To koniec firmy Vabun, jaką znaliśmy do tej pory. Twarzą marki perfum był przez dekadę Radosław Majdan, który był głównym motorem napędowym sprzedaży. Z piłkarza i celebryty przeobraził się też w poważnego prezesa i akcjonariusza giełdowej spółki.
Tak było do grudnia 2020 roku, gdy najpierw Majdan zrezygnował z funkcji szefa Vabun, a później także sprzedał kilkaset tysięcy akcji spółki za blisko 3 mln zł, znikając z oficjalnego spisu współwłaścicieli. Skończyła się biznesowa przygoda byłego piłkarza, a teraz wiadomo już, że cała firma mówi pas.
Vabun, po dokonaniu analiz różnych opcji, podjął decyzję o sprzedaży części przedsiębiorstwa.

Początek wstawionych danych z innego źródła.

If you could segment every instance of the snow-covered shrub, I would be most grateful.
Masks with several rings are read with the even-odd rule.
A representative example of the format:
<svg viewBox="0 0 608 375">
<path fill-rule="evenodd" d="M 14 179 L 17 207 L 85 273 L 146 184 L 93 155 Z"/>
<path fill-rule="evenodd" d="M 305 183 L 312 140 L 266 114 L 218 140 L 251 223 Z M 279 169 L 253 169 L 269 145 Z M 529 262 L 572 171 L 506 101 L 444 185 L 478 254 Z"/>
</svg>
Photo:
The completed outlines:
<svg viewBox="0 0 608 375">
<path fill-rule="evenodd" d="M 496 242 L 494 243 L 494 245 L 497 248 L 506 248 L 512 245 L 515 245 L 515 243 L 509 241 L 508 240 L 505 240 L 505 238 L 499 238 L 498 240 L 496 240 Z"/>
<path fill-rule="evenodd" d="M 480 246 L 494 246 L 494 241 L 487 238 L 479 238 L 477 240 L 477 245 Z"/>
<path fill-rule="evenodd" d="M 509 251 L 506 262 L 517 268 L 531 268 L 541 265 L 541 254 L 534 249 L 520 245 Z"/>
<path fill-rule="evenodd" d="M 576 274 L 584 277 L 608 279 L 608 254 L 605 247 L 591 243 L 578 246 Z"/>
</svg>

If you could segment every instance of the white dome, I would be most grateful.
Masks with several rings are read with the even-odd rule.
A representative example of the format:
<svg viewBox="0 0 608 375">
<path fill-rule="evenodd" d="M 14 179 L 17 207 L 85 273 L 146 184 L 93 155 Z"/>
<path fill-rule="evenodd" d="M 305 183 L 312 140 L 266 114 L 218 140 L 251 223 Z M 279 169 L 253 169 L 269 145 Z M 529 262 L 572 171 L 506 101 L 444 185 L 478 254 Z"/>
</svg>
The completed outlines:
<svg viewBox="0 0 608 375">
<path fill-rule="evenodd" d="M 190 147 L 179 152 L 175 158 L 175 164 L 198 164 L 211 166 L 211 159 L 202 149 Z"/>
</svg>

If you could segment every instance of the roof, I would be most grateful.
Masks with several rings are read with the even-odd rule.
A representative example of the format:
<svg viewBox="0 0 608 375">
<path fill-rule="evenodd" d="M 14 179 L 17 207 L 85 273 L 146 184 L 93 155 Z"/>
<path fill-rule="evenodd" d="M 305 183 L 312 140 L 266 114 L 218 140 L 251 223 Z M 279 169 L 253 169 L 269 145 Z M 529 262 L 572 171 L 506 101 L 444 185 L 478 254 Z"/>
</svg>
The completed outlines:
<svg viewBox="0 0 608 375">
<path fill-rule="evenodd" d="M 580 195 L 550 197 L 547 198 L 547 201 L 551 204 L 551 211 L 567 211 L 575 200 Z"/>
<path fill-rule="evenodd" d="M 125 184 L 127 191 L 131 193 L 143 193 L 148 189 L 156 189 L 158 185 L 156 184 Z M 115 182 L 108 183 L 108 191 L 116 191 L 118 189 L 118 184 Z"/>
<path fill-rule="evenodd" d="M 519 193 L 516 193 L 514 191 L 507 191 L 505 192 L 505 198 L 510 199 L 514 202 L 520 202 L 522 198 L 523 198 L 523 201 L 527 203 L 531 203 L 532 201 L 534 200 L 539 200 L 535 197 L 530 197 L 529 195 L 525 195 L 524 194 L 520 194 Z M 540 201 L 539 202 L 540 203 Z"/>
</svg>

To, co zostanie, będzie włączone do innego podmiotu działającego w - jak wskazuje sama spółka - innej, bardziej perspektywicznej branży.
Co jest na sprzedaż? Najistotniejsze aktywa Vabun, czyli wszelkie prawa do nazwy i marki 'Vabun' (logo, znak graficzny itd.) czy prawa do strony internetowej (loginy, treści, zawartość, zdjęcia, filmy, sklep internetowy, prawa do domen).
Na sprzedaż idą tez projekty graficzne i wykrojniki opakowań perfum oraz komponenty perfum marki, a także sam towar znajdujący się w magazynach (perfumy, żele perfumowane).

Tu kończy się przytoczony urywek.